Язык и философия культуры | страница 210



Не столь покойна и гармонична, но столь же велика и мощна картина происходящих событий. Самое замечательное из всех, какие знала история — Французская революция — охарактеризовано с трех сторон: ее характеризует благородный энтузиазм, дух свободы, затем война с соседними странами и изгнание многочисленных семейств с родных мест. Именно эти три обстоятельства, более иных, затронут интерес читателей: первое благодаря тому участию, какое нельзя не принимать в идеях и чувствах, второе — благодаря значительности его для отечества и личного существования каждого, наконец, третье — благодаря тому трогательному образу, который многим читателям напомнит о том, что они частью наблюдали сами, частью узнавали от других.


Однако непосредственное содержание событий — это еще не все, это пока еще только хаотическое движение беженцев, нужда изгнанников, ужасы войны, — этого еще мало: основное воздействие производит сравнение этих времен с прошлым и неверный, осторожный, полный предчувствий взгляд в будущее. Тут говорится так **: подлинно, наше время редко с чем можно сравнить из времен стародавних; кто жил в эти дни, тот прожил целые годы; так сжимаются времена. В обществе все отношения перевернуты, столпы уверенного бытия опрокинуты, отдельные люди в наших


образованных и культурных государствах ведут за собой целые толпы людей без отечества, без местожительства, напоминая тем о первоначальных временах, когда народы блуждали по пустыням. Я не хочу обольщаться надеждой обманчивой, зная:

Узы судеб теперь расторглись, и кто же их снова

Свяжет, кроме нужды, непреложно стоящей пред нами?

Так наш поэт сразу же представляет нам и величайшее беспокойство, последнюю степень распада, отчаяние, уже не ведающее спасения, а вместе с тем и наилучший источник утешения и надежды. Когда узы судеб расторгаются, мы сами в состоянии скрепить их вновь. Вот где сходится вся поэма, вот в чем соединены отдельные впечатления от нее. Из гибели и разрушения возникает новая жизнь, из хаоса народов — счастье и неукоснительное совершенствование одной семьи.
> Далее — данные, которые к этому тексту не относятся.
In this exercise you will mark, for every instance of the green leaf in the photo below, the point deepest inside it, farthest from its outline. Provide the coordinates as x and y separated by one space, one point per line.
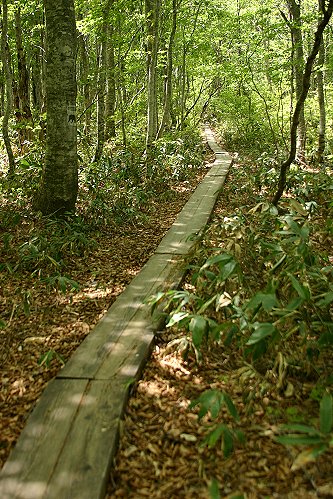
214 491
302 291
176 318
222 258
227 270
209 401
231 408
228 443
327 298
326 413
267 300
198 328
262 330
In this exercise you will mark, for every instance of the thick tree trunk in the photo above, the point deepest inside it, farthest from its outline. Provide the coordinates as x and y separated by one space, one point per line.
8 86
23 113
152 11
327 14
298 65
59 186
321 103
Герман и Доротея занимают наше внимание с самого начала, с самого начала приковывают его к себе. Сколь бы богаты и возвышенны ни были образы человеческих характеров, сколь бы велики и увлекательны ни были картины истории, они не произвели бы на нас столь глубокого и непреходящего впечатления, если бы мы не видели все это воплощенным в этих двух фигурах, если бы они не вносили в картину целого окончательной полноты. Мы оставили бы и времена, и народы, и вернулись бы к чувствам двух любящих, которые завладели нашей душой, нашим безраздельным интересом.